Nella seconda giornata del SalTo Extra, all’interno della rassegna Anime arabe, Radio 3 ha dato voce agli ospiti Ahdaf Soueif e Adlène Meddi che, insieme alle giornaliste Paola Caridi e Marta Bellingreri, hanno sottolineato come il fermento politico del dissenso in paesi come Egitto, Algeria, Iraq e  Sudan, che da tempo lotta per il riconoscimento dei diritti civili e democratici contro i rispettivi governi, si sia dovuto forzatamente adattare alle condizioni di lockdown imposte dall’emergenza sanitaria.

La diretta si è aperta con l’intervento di Ahdaf Soueif, commentatrice politica e culturale egiziana, che si è soffermata sullo stato delle carceri del proprio Paese, considerandole un pericolo non soltanto per i detenuti, ma per l’intera comunità. Lei stessa, ponendosi di fronte all’entrata dell’Ufficio di gabinetto, ha protestato a favore del rilascio dei prigionieri, che, in questo periodo di crisi sanitaria, non possono avere nessun tipo di contatto con l’esterno, denunciando così come le condizioni dei carcerati già precarie, a seguito del lockdown, sono profondamente peggiorate. Le misure di contenimento della pandemia sono diventate inoltre l’occasione per accentuare la repressione della società civile e per legalizzare detenzioni di fatto illegali:  per legge, coloro che vengono arrestati, hanno diritto a un incontro col giudice ogni 45 giorni e la loro custodia cautelare può essere rinnovata fino a un massimo di due anni. Ora invece i detenuti sono privati dallo Stato di questo diritto fondamentale; per questo motivo il nipote di Ahdaf Soueif, dopo aver passato 70 giorni in carcere senza vedere un giudice, ha deciso di iniziare uno sciopero della fame. A dieci anni dalla Primavera Araba, stagione di proteste in cui i popoli del nord Africa lottarono per ottenere rispetto, libertà e diritti, nelle carceri egiziane, sono presenti ad oggi più di 60 mila prigionieri di coscienza, a testimonianza del perpetuarsi delle violazioni dei diritti umani da parte del governo.
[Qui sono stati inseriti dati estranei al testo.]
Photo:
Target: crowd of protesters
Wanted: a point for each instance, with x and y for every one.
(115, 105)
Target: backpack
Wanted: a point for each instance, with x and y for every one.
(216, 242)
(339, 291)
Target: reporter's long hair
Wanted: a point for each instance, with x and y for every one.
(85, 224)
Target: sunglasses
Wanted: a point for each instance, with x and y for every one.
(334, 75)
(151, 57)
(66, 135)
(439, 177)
Ci ha parlato del suo paese stravolto dalla pandemia anche l‘algerino Adlène Meddi. Nel suo Stato, in seguito alla quinta candidatura del presidente Abdelaziz Bouteflika nel 2019, è nato il movimento hirak che anima una serie di proteste popolari e che si pone come obiettivo il raggiungimento della democrazia. Dopo aver ottenuto le dimissioni di Bouteflika, l’azione del movimento è stata interrotta dalla pandemia. Secondo il giornalista, infatti, la crisi sanitaria ha provocato due tipi di fenomeni in Algeria: la fine delle manifestazioni in piazza e il moltiplicarsi degli arresti di attivisti e manifestanti. Col cessare delle proteste cittadine, la pressione sul sistema è diminuita e ciò ha permesso allo Stato di attuare una sorta di democratizzazione della repressione.

I cambiamenti politici che hanno portato al governo Abdelmadjid Tebboune hanno creato tensioni all’interno della società e tuttavia queste ribellioni non sono state interpretate come proteste da parte società civile, bensì da parte del vecchio potere agonizzante. Sembra difficile sperare in un riscatto politico-sociale di questo Paese, ma l‘algerino Adlène Meddi resta ottimista, considerando le nuove forme di lotta e le iniziative civili presenti nel suo Paese.

Dei grandi fermenti in Iraq e Sudan invece ha parlato la giornalista freelance Marta Bellingredi.  

L’Iraq, dal 2019, è teatro di un movimento di piazza che simbolicamente si lega alla capitale Baghdad, ma che in realtà coinvolge diverse città irachene. Si tratta di una rivoluzione, un processo interminabile che non si è mai fermato e perdurerà fino a quando i manifestanti non otterranno un cambiamento strutturale nella politica: l’attuale ministro Adil Abd al-Mahdi viene considerato parte infatti di un elìte corrotta, colpevole di aver trascinato alla rovina l’intero Paese.

In Sudan, dopo la caduta del regime di Al-Bashir durato trent’anni, con un colpo di Stato il generale Burhan è salito al potere, inaugurando un periodo di grande repressione nel Paese. In Sudan quindi gli attivisti rifiutano questo regime militare, che causa di massacri organizzati e pianificati contro i manifestanti pacifici.

Date queste premesse, non si può proprio dire che il lockdown abbia ridimensionato il problema del riconoscimento dei diritti civili, anzi,  in alcuni casi l’ha profondamente accentuato. Per questo motivo senza dubbio, il maggior desiderio di libertà, dignità e diritti si affermerà nell’animo di un numero sempre maggiore di persone.